Marie Altima sat in a barber's chair at a cluttered salon in Fort Lauderdale
and conjured the culinary delights of Independence Day, lifting them from
her childhood, some 30 years ago. Besides pumpkin soup, there were rice and
beans, hot chocolate made from scratch, coconut cream liqueur, codfish
turnovers and small buns hot out of the oven.
"It doesn't matter how Haiti is," she said, "we love it. It's our place, and
it's free."
Altima said the celebration of Independence Day in the United States is
different. With relatives spread over larger and larger distances, phone
calls replace family visits. And in the United States, some people have to
work on the holiday, she noted. But she tries to keep the spirit of the day
alive.
"I talk to my kids," she said. "I tell them stories about what we do at
home."
Hairdresser Gladys Aly said her strongest memories were of "everything new."
Haitian girls and boys are scrubbed squeaky clean and decked out in new
underpants and new dresses, new shorts and new shoes, then carted off to
their godparents', where they receive a handful of coins.
"You had to take your report cards and show you'd been good," Aly said. "If
you were good you got money!"
This year's festivities also will be a step down from last year's, which
marked Haiti's bicentennial and included dances and street fairs in South
Florida, and seminars on Haitian culture.
This Jan. 1, Miami's Haitian community will sponsor a groundbreaking
ceremony at the renovated Freedom Garden. Community leaders plan to unveil a
7-foot statue of Toussaint L'Ouverture, a self-educated slave and general
who drove Napoleon's forces out of Haiti.
Jan Mapou, cultural director of the Haitian Sosyete Kou Kouy, a cultural
group in the Little Haiti section of Miami, said this Independence Day would
be a good opportunity to reflect on solutions to Haiti's lawlessness and
poverty. He stressed his countrymen's desperate need for jobs, especially to
keep potential gang members off the streets, and for better roads so that
dirt-poor farmers can at least get their harvests to market.
"Were we prepared for independence? It's a question," he said of the slaves
who founded Haiti. "Our ancestors came from different tribes and these
tribes were always fighting. We have a country, but no one has a vision for
tomorrow. We failed.
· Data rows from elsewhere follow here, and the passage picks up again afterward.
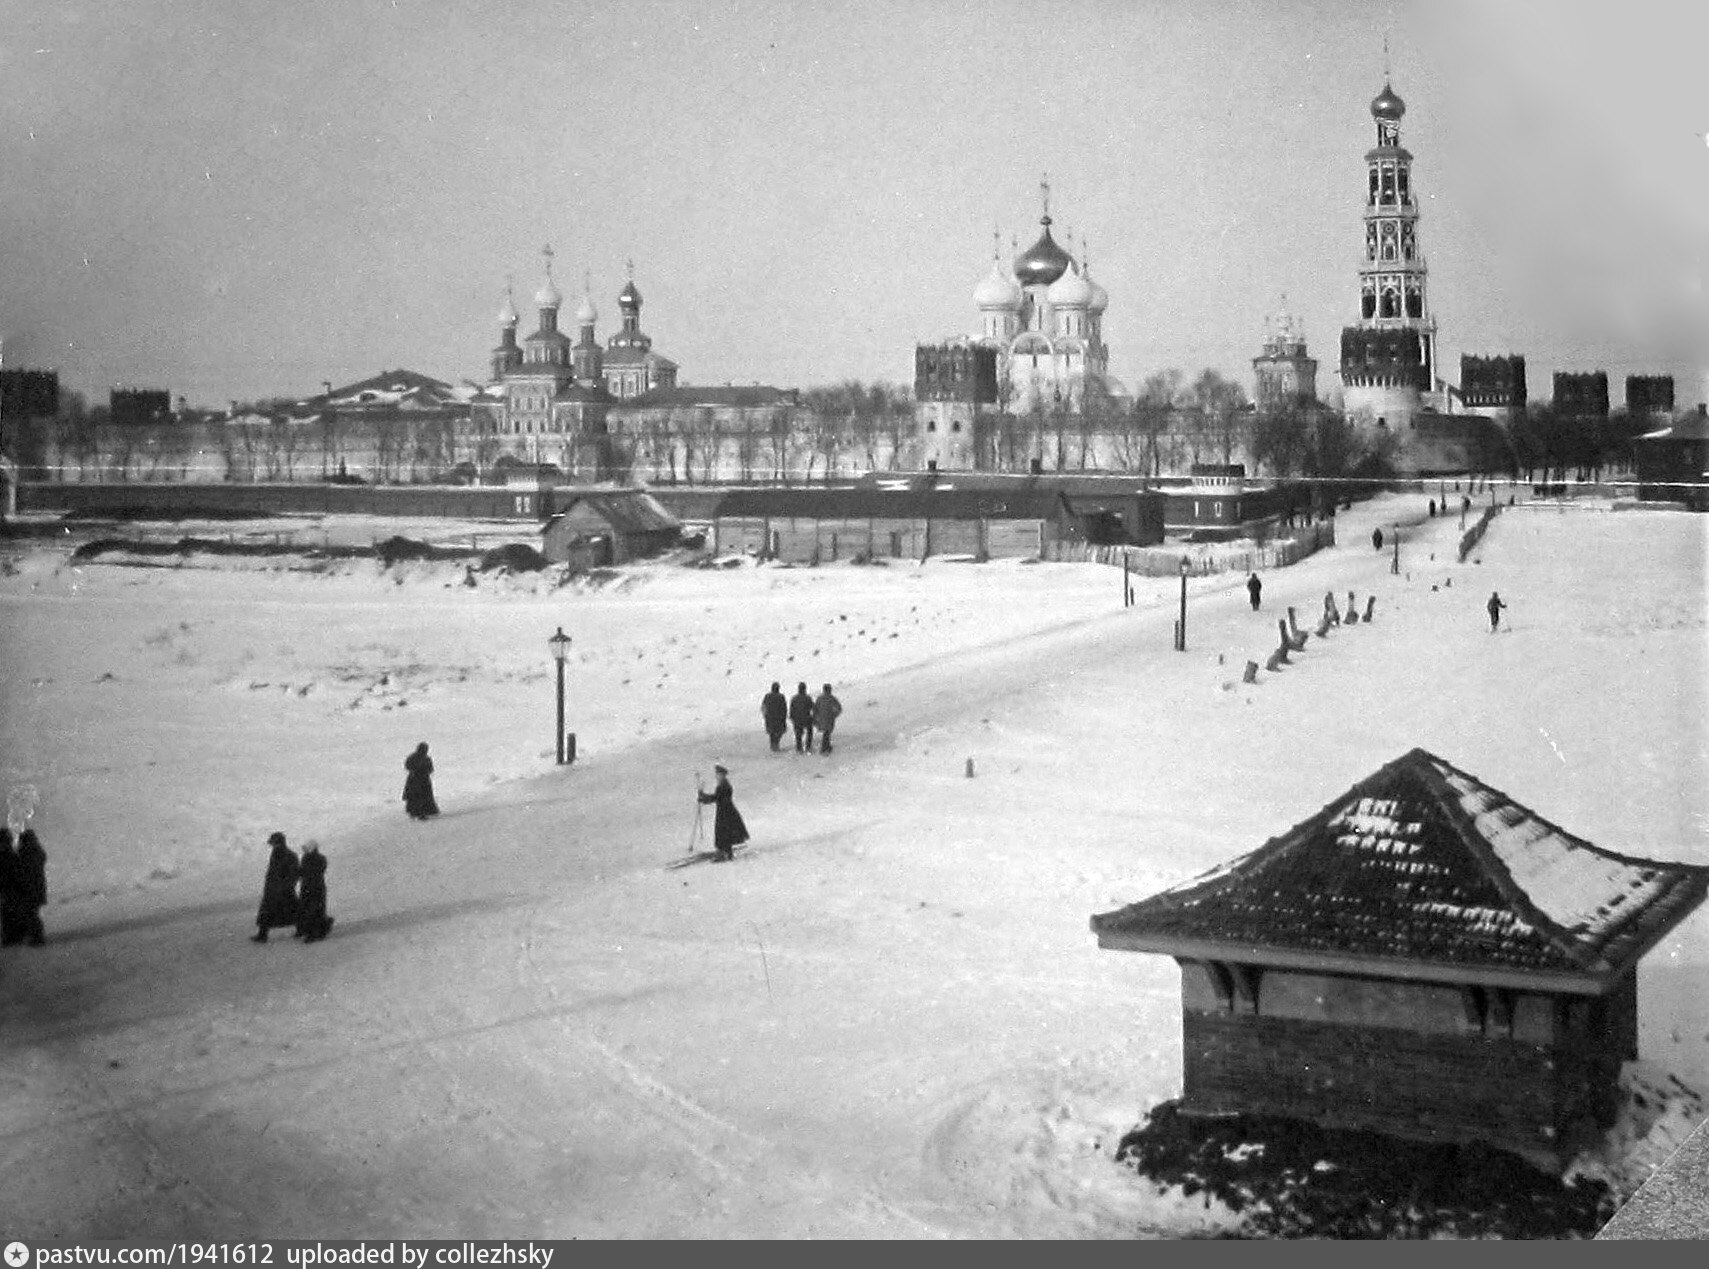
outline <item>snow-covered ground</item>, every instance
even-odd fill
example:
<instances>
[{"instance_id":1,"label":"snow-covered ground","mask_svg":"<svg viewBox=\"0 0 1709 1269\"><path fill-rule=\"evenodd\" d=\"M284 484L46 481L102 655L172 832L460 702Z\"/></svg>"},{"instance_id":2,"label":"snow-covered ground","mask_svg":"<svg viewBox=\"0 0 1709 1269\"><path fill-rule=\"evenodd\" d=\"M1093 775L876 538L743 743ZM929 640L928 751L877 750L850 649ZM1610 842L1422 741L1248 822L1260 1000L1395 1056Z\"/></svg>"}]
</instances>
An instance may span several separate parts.
<instances>
[{"instance_id":1,"label":"snow-covered ground","mask_svg":"<svg viewBox=\"0 0 1709 1269\"><path fill-rule=\"evenodd\" d=\"M1214 1224L1110 1160L1179 1090L1179 979L1099 951L1091 913L1415 745L1601 845L1709 863L1709 520L1520 506L1462 565L1424 501L1343 513L1260 613L1242 576L1195 579L1185 654L1178 584L1139 579L1124 610L1097 565L470 588L448 565L14 550L0 783L39 791L53 902L48 946L0 955L8 1232ZM1368 541L1397 521L1399 576ZM1242 684L1329 589L1375 595L1374 624ZM836 685L834 754L767 751L773 680ZM420 740L427 824L398 800ZM753 848L667 871L715 760ZM328 855L324 943L246 941L273 829ZM1709 1087L1706 972L1703 912L1644 962L1652 1090ZM1623 1125L1628 1168L1689 1130L1667 1111L1648 1139Z\"/></svg>"}]
</instances>

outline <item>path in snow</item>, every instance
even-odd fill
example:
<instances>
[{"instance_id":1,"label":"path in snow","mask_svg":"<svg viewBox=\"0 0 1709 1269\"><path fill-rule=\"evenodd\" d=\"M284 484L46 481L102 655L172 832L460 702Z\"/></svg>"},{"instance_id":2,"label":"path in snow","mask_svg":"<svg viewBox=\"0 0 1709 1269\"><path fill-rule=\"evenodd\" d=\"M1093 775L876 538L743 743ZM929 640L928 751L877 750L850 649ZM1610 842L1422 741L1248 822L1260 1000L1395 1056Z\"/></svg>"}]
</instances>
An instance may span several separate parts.
<instances>
[{"instance_id":1,"label":"path in snow","mask_svg":"<svg viewBox=\"0 0 1709 1269\"><path fill-rule=\"evenodd\" d=\"M1091 912L1252 849L1413 744L1593 840L1596 795L1562 796L1534 729L1579 781L1595 762L1640 796L1670 787L1633 752L1635 712L1570 693L1492 708L1585 659L1523 594L1547 561L1504 560L1538 529L1524 514L1492 528L1487 566L1452 564L1437 520L1403 548L1438 552L1411 580L1344 548L1268 575L1258 614L1238 577L1194 583L1185 655L1163 605L839 685L830 758L769 754L744 716L442 798L431 824L323 837L338 928L312 948L244 941L259 853L65 909L0 980L19 1227L1131 1235L1153 1208L1105 1160L1178 1086L1178 979L1098 951ZM1486 585L1513 602L1512 636L1483 633ZM1239 685L1286 605L1311 624L1328 588L1375 593L1376 623ZM1701 663L1645 637L1663 677ZM1647 674L1601 667L1615 696ZM1677 760L1680 725L1656 756ZM667 872L714 757L755 854ZM1677 845L1701 798L1604 844ZM1653 954L1647 1050L1658 999L1664 1032L1706 1029L1681 990L1704 942Z\"/></svg>"}]
</instances>

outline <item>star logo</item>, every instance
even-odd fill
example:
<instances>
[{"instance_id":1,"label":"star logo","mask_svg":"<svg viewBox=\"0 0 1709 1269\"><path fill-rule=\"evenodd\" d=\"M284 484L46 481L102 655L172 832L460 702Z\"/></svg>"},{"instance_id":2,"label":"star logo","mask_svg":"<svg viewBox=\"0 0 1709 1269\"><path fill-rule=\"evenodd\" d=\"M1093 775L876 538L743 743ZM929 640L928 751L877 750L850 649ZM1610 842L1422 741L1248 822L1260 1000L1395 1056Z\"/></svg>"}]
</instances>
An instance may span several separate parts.
<instances>
[{"instance_id":1,"label":"star logo","mask_svg":"<svg viewBox=\"0 0 1709 1269\"><path fill-rule=\"evenodd\" d=\"M24 1269L30 1263L30 1249L23 1243L6 1244L6 1264L9 1269Z\"/></svg>"}]
</instances>

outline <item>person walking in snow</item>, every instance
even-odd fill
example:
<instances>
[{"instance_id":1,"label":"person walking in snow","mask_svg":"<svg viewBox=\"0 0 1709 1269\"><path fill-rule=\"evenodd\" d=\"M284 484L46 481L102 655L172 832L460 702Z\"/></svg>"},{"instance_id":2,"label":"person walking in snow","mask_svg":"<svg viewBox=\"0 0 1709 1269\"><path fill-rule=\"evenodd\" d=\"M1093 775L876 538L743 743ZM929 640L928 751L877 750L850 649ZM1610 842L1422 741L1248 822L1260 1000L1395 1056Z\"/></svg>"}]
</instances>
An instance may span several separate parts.
<instances>
[{"instance_id":1,"label":"person walking in snow","mask_svg":"<svg viewBox=\"0 0 1709 1269\"><path fill-rule=\"evenodd\" d=\"M789 721L795 725L795 752L813 752L813 698L807 685L797 683L795 695L789 698Z\"/></svg>"},{"instance_id":2,"label":"person walking in snow","mask_svg":"<svg viewBox=\"0 0 1709 1269\"><path fill-rule=\"evenodd\" d=\"M23 878L12 830L0 827L0 947L24 941Z\"/></svg>"},{"instance_id":3,"label":"person walking in snow","mask_svg":"<svg viewBox=\"0 0 1709 1269\"><path fill-rule=\"evenodd\" d=\"M765 734L771 741L772 752L776 753L782 745L784 729L789 726L789 702L776 683L760 697L760 717L765 719Z\"/></svg>"},{"instance_id":4,"label":"person walking in snow","mask_svg":"<svg viewBox=\"0 0 1709 1269\"><path fill-rule=\"evenodd\" d=\"M415 747L404 759L404 810L412 820L431 819L439 814L439 803L433 800L433 759L427 756L427 742Z\"/></svg>"},{"instance_id":5,"label":"person walking in snow","mask_svg":"<svg viewBox=\"0 0 1709 1269\"><path fill-rule=\"evenodd\" d=\"M1485 604L1484 608L1489 612L1489 632L1491 634L1494 634L1495 628L1501 624L1501 610L1505 607L1507 605L1501 602L1501 595L1496 591L1490 591L1489 603Z\"/></svg>"},{"instance_id":6,"label":"person walking in snow","mask_svg":"<svg viewBox=\"0 0 1709 1269\"><path fill-rule=\"evenodd\" d=\"M1383 549L1383 531L1381 529L1371 530L1371 545L1379 551Z\"/></svg>"},{"instance_id":7,"label":"person walking in snow","mask_svg":"<svg viewBox=\"0 0 1709 1269\"><path fill-rule=\"evenodd\" d=\"M297 886L297 937L318 943L332 929L326 914L326 856L310 842L303 847L302 878Z\"/></svg>"},{"instance_id":8,"label":"person walking in snow","mask_svg":"<svg viewBox=\"0 0 1709 1269\"><path fill-rule=\"evenodd\" d=\"M813 702L813 725L819 729L819 752L831 752L831 733L836 730L837 718L843 712L843 703L831 695L831 685L825 684L825 690L819 693L819 699ZM812 748L812 744L808 744Z\"/></svg>"},{"instance_id":9,"label":"person walking in snow","mask_svg":"<svg viewBox=\"0 0 1709 1269\"><path fill-rule=\"evenodd\" d=\"M730 769L722 763L714 763L712 773L718 777L712 792L708 793L702 785L695 796L702 803L710 802L716 808L712 814L713 850L720 860L734 859L736 847L748 840L748 826L742 822L742 813L736 809L736 790L730 785Z\"/></svg>"},{"instance_id":10,"label":"person walking in snow","mask_svg":"<svg viewBox=\"0 0 1709 1269\"><path fill-rule=\"evenodd\" d=\"M250 936L253 943L265 943L268 930L297 923L297 874L301 871L297 852L285 845L283 833L270 835L267 844L273 852L267 857L267 876L261 883L261 906Z\"/></svg>"},{"instance_id":11,"label":"person walking in snow","mask_svg":"<svg viewBox=\"0 0 1709 1269\"><path fill-rule=\"evenodd\" d=\"M18 835L17 867L20 937L31 947L40 947L47 941L42 929L42 907L47 903L47 852L33 828L26 828Z\"/></svg>"},{"instance_id":12,"label":"person walking in snow","mask_svg":"<svg viewBox=\"0 0 1709 1269\"><path fill-rule=\"evenodd\" d=\"M1341 624L1341 613L1335 607L1335 592L1332 590L1323 592L1323 616L1332 626Z\"/></svg>"},{"instance_id":13,"label":"person walking in snow","mask_svg":"<svg viewBox=\"0 0 1709 1269\"><path fill-rule=\"evenodd\" d=\"M1252 611L1258 611L1258 597L1264 593L1264 583L1258 580L1258 574L1253 573L1246 579L1246 593L1252 597Z\"/></svg>"}]
</instances>

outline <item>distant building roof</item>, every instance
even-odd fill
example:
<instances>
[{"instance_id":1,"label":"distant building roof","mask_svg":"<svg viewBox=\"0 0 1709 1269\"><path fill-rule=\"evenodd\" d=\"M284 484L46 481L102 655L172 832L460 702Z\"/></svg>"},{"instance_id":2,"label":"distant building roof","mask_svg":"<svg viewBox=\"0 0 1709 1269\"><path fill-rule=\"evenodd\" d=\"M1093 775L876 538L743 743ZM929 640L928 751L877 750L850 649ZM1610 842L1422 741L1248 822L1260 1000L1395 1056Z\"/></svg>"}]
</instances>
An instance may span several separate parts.
<instances>
[{"instance_id":1,"label":"distant building roof","mask_svg":"<svg viewBox=\"0 0 1709 1269\"><path fill-rule=\"evenodd\" d=\"M1709 868L1593 846L1414 749L1259 849L1092 928L1128 951L1596 994L1706 889Z\"/></svg>"},{"instance_id":2,"label":"distant building roof","mask_svg":"<svg viewBox=\"0 0 1709 1269\"><path fill-rule=\"evenodd\" d=\"M316 409L364 409L397 406L404 409L443 409L467 403L478 391L472 385L453 386L413 370L382 370L377 375L308 397L301 406Z\"/></svg>"},{"instance_id":3,"label":"distant building roof","mask_svg":"<svg viewBox=\"0 0 1709 1269\"><path fill-rule=\"evenodd\" d=\"M1703 407L1689 411L1669 426L1645 432L1640 441L1709 441L1709 413Z\"/></svg>"},{"instance_id":4,"label":"distant building roof","mask_svg":"<svg viewBox=\"0 0 1709 1269\"><path fill-rule=\"evenodd\" d=\"M746 388L712 388L687 384L675 388L654 388L623 402L626 407L646 406L726 406L752 408L765 405L799 405L801 394L795 388L773 388L754 384Z\"/></svg>"}]
</instances>

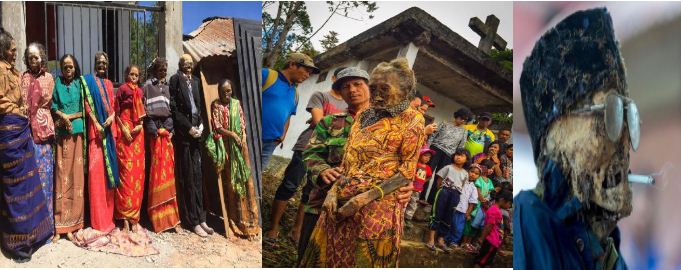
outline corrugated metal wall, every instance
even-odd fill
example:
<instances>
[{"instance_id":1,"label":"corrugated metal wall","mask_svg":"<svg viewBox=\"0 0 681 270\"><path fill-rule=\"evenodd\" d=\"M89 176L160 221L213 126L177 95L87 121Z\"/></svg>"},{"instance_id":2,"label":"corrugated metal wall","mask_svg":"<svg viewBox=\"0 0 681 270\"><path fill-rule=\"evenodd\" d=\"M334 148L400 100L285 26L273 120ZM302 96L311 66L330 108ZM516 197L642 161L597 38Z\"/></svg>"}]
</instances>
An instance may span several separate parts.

We don't know what we're going to leave for our
children."
Haiti, once seen as rich for its cacao, gold and spices, must now look to
tourism, Mapou said, sitting in a plastic chair in his small bookstore,
which was stuffed with Creole language guides, paintings of women collecting
coconuts, and skirts for sale that have parrots along the hem.
Despite his dispirited appraisal, though, his mood lightened when asked
about Haiti's beaches and potential tourist spots. "Everybody who goes to
Haiti falls in love with that poor lady," he said.